Lobster bisque may not be a typical bisque, thickened with shells, but all the elements – the fresh ruddiness of lobster claws gently locked in with a garlic confit, a broth delicate in weight yet enriched with table cream, the brightness of crisp celery in the seared mirepoix – add up to something better. It captures the thoroughly satisfying essence of a buttery lobster feast without the traditional stodginess.

His technique is really off the hook. Take the mussels, for instance. So much is going on in this outstanding dish. First, the choice of small East Coast mussels packed with brininess is commendable. These little gems taste so much more like the ocean than the flabby, cultivated monsters we get here. He locks down their intense flavour by dry searing the mussels in their shells on really high heat before cracking them open with a sizzling ladle of stock.

The mussels’ white-wine fennel broth is married with crisply sautéed fennel flesh and a frothy foam deep flavoured with fennel fronds and bonito flakes. At the bottom of the bowl, you will find whole cloves of garlic. Or is that potato? It’s hard to tell because the garlic has been blanched 10 times – 10! – to extract its sharp bitterness and infuse it with pillowy softness. On the side is torn brioche that has been charred and tossed with garlic oil for mopping up every last speck of brilliant green thyme oil.

Casual restaurants simply do not integrate so many labour-intensive steps into every mouthful. But sometimes, Mr. Robbins does not know when to stop.

Bison tartare is overdone with a Worcestershire and Tabasco cure. The meat has no moisture; it tastes almost gelled. Fresh kusshi oysters are lost under a blanket of shaved foie gras, compressed apple and jalapeno mignonette.

Beautifully tender lamb neck suffocates the palate with sweet house-made ricotta, floury Parisienne gnocchi and rich lamb jus. Does the spinach really need to be brined with olives when the dehydrated olive powder is already overpowered by all the other flavours?

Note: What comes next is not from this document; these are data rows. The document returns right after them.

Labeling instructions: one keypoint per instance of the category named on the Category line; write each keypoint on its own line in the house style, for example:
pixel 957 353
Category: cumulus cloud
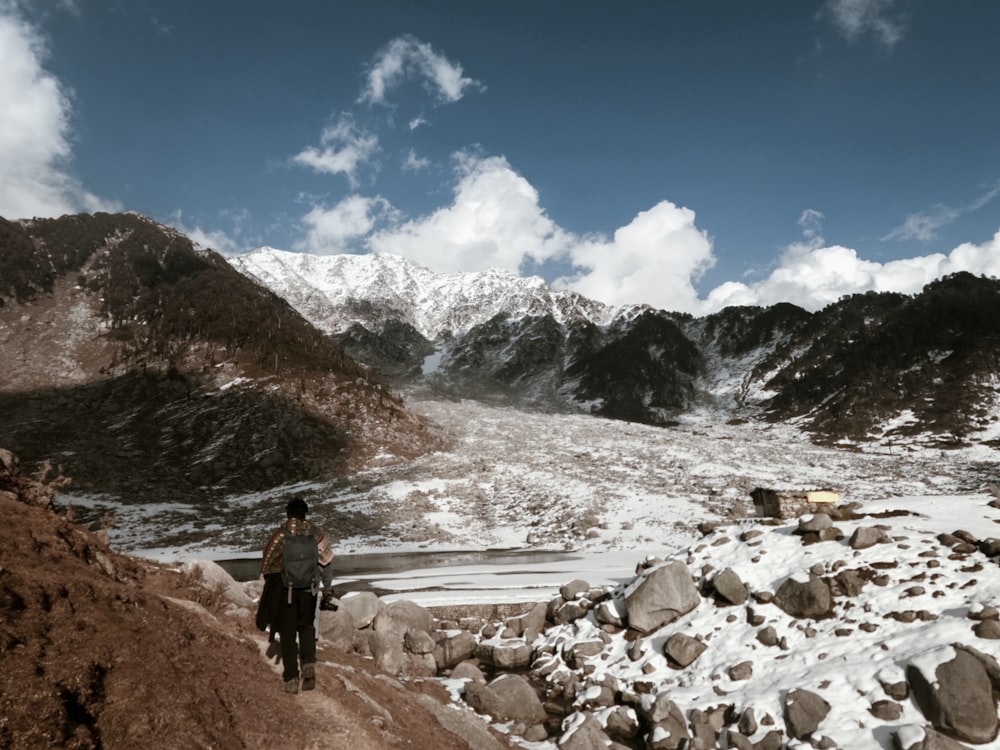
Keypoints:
pixel 495 220
pixel 336 229
pixel 414 163
pixel 656 259
pixel 407 57
pixel 343 148
pixel 812 275
pixel 857 18
pixel 35 132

Several plates cry out for freshness. The ingredients do not all need to be manipulated with soils, powders, brines and foams. Who is Mr. Robbins trying to impress – his customers or other chefs?

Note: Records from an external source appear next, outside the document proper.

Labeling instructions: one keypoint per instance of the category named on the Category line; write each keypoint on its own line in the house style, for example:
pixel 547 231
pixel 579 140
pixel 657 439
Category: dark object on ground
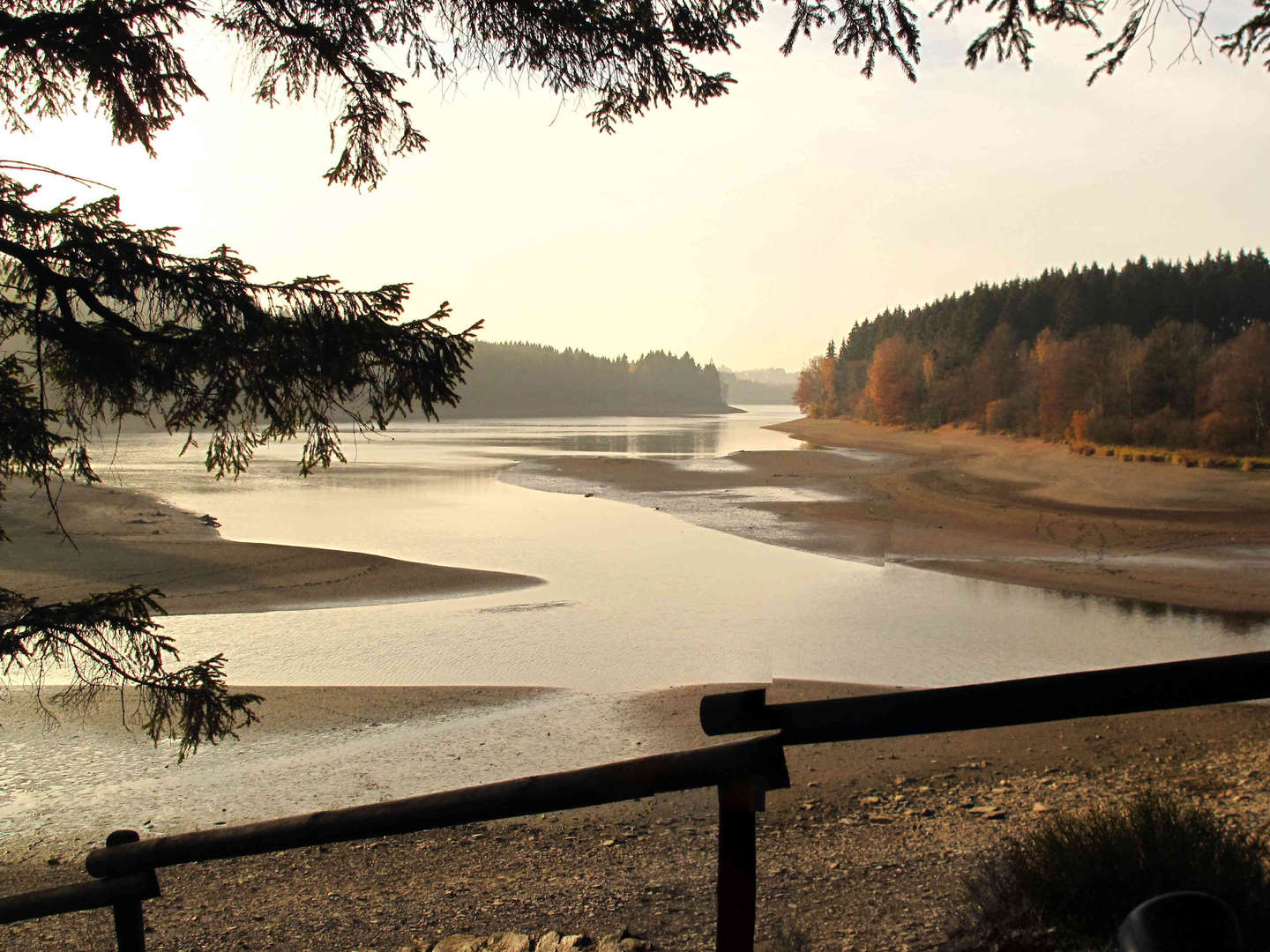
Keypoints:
pixel 1180 922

I asked. His answer surprised. He said he was doing it for his cooks. “Do you know how hard it is to get good kitchen help these days?” he asked. “If they’re not learning something new every day, they’re gone.”

That is an admirable attitude. But when you are running a restaurant, the customers have to come first.

If AnnaLena were a fine-dining restaurant, I would give it two stars, because the dishes could be better composed with more freshness and less fussiness. But as a casual restaurant, it gets three stars as it certainly hits higher than most.